The Deputy Governor of the CBN in charge of Economic Policy, Muhammad Sani Abdullahi stated this during an appearance before the senate committees on banking and finance today.
According to the CBN official, the denial of access to forex for the 43 items contributed to the skyrocketing inflation currently witnessed in the country.
He further clarified that the CBN did not ban the importation of those items since it is not a trade regulator and the responsibility for allowing goods into the country rests on the fiscal side of the economy.
He stated,
- “When we resumed at the bank, we realized the bank has been involved in areas which were not central banking. One of them is trade policy. Central banks do not have responsibility for trade policy. It is a fiscal issue.”
- “What happened was that 43 items were identified and denied foreign exchange. They were never banned from the borders.”
- “What it resulted in was that the country collectively lost $1.4 billion between 2015 and 2019 because of the FX ban on these particular items. The second part is that they fuelled inflation as it increased the prices of these products”
He noted that the reason for the bank’s decision to allow access to these items was to remove the “distortions” in the market and the ban was one of them.
Backstory
- In 2015, the CBN under the leadership of Godwin Emefiele introduced a policy of restricting access to forex for several items totalling 43. These items include; tomato, rice, cement, poultry products etc.
- However, upon assumption into office, the CBN under Yemi Cardoso lifted the restriction of access on these items to boost liquidity in the market.

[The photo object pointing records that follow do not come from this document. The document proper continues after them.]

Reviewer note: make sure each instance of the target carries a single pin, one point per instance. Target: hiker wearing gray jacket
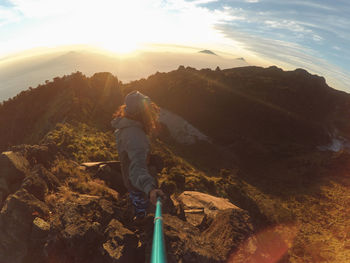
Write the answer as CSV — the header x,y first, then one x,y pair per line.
x,y
134,121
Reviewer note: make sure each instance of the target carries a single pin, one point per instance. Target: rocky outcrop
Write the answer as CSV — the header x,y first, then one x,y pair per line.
x,y
13,168
43,220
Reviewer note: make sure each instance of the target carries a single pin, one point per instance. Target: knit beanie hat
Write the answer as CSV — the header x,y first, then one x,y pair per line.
x,y
135,102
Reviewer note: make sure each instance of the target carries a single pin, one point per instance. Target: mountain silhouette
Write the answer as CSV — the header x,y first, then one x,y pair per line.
x,y
245,155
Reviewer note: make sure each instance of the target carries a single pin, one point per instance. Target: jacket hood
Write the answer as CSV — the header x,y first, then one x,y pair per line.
x,y
121,123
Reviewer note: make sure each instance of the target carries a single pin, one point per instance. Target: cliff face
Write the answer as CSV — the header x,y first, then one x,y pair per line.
x,y
286,197
55,211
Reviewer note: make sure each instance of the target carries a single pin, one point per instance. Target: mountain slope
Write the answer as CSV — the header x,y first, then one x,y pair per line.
x,y
265,125
19,73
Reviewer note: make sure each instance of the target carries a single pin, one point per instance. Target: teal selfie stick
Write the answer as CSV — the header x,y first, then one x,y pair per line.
x,y
158,245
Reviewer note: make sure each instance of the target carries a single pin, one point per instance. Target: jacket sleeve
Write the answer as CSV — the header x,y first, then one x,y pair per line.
x,y
138,171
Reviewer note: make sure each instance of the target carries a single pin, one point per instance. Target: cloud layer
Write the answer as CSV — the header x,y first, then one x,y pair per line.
x,y
310,34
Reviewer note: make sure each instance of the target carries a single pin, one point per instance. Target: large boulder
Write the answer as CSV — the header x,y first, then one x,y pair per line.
x,y
16,223
200,208
79,222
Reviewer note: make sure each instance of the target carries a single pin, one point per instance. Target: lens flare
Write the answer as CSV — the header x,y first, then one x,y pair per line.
x,y
267,246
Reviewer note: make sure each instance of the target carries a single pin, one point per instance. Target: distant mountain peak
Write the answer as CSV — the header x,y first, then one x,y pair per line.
x,y
206,51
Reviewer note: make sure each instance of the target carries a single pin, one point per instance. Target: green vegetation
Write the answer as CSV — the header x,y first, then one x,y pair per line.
x,y
265,124
82,143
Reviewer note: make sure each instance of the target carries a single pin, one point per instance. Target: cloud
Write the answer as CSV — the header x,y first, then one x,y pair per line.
x,y
289,56
8,16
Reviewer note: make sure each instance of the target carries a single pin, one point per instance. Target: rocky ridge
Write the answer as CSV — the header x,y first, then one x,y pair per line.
x,y
43,220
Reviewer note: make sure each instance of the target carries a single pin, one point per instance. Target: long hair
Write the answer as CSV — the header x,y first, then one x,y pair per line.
x,y
148,117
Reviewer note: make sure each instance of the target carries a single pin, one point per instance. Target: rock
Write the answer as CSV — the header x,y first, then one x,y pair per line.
x,y
228,230
35,185
39,182
201,207
80,223
50,179
13,169
16,220
38,241
40,228
109,172
121,244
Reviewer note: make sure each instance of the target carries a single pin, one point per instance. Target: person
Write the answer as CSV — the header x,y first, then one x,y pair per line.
x,y
135,122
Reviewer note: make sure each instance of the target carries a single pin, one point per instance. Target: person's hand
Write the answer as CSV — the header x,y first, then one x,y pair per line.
x,y
153,194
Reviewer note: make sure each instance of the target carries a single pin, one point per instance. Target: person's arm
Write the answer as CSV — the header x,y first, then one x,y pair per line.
x,y
138,171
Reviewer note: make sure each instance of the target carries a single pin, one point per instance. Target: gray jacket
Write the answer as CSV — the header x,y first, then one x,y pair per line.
x,y
133,148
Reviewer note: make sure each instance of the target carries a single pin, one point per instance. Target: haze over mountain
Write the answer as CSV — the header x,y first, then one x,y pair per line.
x,y
260,137
20,72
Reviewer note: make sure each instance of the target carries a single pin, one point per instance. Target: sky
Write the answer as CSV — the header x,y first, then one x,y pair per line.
x,y
309,34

- With the restriction of access to the items, especially those related to food, the prices increased significantly. According to the NBS food price watch, between December 2022 and December 2023, the price of rice increased by 85.3% on a year-on-year basis.
In that same period of time non oil export grew from $ 1.1 billion to over $ 3.5 billion.
Which means the gains outstrip the loses.
Someday Nigeria will come to realize that no serious minded country grown on imports.
Imagine the many many years China lived with low quality products but stuck on with local manufacturing until eventually it improved.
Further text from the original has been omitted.